I had just rescued a plate of rice from my 18-month old, who had nearly spilled the whole thing on the floor.

My hair stuck out of the messy pony tail I’d pulled back as I dragged my weary body out of bed that morning. Not a stitch of makeup adorned my face, and there was either mashed pumpkin or my son’s poop on the sleeve of my sweatshirt.

And there stood Nora, my Type A, ever particular four-year old, lamenting the unthinkable: Mama forgot to cut the peel off her apple.

I wanted to scream. Or pull out my hair. Or plop down onto the floor and cry alongside my daughter.

https://pixabay.com/en/housewife-multitasking-woman-23868/

Parenting Ideals and Reality Checks

I used to think parenting would fall neatly into my Type A, semi-controlled life. Organized. Ordered.

I observed families and thought, “I won’t be the mom who lets her kids go to the store in their PJs. They’ll never leave the house with dirty faces or looking like they just rolled out of bed. Or survived a tornado.”

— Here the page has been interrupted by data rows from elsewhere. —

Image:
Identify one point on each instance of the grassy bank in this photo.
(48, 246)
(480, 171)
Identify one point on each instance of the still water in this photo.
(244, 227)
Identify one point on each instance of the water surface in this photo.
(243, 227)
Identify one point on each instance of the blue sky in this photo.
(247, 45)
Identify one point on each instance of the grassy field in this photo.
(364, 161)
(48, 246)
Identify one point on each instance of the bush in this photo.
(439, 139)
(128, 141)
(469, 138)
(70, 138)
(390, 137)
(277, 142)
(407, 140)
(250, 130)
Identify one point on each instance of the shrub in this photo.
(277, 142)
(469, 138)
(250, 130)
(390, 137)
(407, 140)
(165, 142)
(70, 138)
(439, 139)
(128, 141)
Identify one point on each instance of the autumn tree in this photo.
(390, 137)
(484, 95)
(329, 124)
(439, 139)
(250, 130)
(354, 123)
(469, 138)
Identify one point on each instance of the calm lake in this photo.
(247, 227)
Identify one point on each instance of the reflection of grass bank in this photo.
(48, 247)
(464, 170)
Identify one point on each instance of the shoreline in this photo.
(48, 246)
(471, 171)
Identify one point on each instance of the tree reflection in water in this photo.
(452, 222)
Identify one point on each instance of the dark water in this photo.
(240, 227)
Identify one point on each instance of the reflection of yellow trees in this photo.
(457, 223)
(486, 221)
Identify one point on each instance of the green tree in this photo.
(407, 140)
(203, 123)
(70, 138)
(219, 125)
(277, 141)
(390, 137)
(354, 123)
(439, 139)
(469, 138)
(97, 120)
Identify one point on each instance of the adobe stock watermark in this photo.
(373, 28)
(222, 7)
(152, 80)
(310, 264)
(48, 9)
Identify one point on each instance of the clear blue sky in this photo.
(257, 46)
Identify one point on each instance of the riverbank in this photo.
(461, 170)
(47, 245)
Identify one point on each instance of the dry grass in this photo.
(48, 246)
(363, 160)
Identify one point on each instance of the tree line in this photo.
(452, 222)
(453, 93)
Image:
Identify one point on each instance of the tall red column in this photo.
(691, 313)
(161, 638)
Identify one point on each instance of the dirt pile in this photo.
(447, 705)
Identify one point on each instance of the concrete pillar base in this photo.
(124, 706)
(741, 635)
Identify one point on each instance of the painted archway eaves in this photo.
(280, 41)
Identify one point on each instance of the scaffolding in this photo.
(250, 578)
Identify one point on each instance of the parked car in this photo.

My kids will behave on the playground. Never throw fits about leaving. They won’t hit or bite unsuspecting little co-horts.

Dinners will be gourmet, meals well-balanced. Mac ‘n cheese or frozen pizzas? Ha, never.

The house will be clean and well-kept. No piles of dishes in the sink or laundry on the floor. The kids will clean up after themselves, and we’ll never go to bed with a mess left for tomorrow.

Our house will feel tranquil. Can’t you hear the soft, classical music in the background? No screaming, bickering, tattle-telling, or whining. Especially not whining…

I’m not sure who ransacked my life.

Someone replaced my darling children with two hooligans who hit each other and bite when they argue. Screaming is the background music we live by most days.

My kitchen floor always needs to be swept, except when my socks have already attracted every piece of half-eaten food from beneath the table. My kids randomly peel off articles of clothing and leave them strewn about the house. So, I guess at least I don’t have piles of laundry on the floor. Just pieces. And naked children running around.

My daughter’s waist-length, gorgeous brown hair is usually in a tangled mess. Half the time I forget to brush it before we leave the house. Sometimes I’m at church and look down at my son’s face, only to realize he has breakfast and his own boogers caked onto his pudgy cheeks.

We went grocery shopping in PJs last week.

And we ate cereal for dinner.

And so, to my fellow parents, the gladiators of the arena we call family life: hang in there. Let yourself laugh when you want to cry. Go ahead. Punch your pillow when you can’t scream, because you’d wake the baby.

And make sure that at some point today you stop. Admire the little hooligans who stole your ordered life and filled your heart with more love than you thought possible.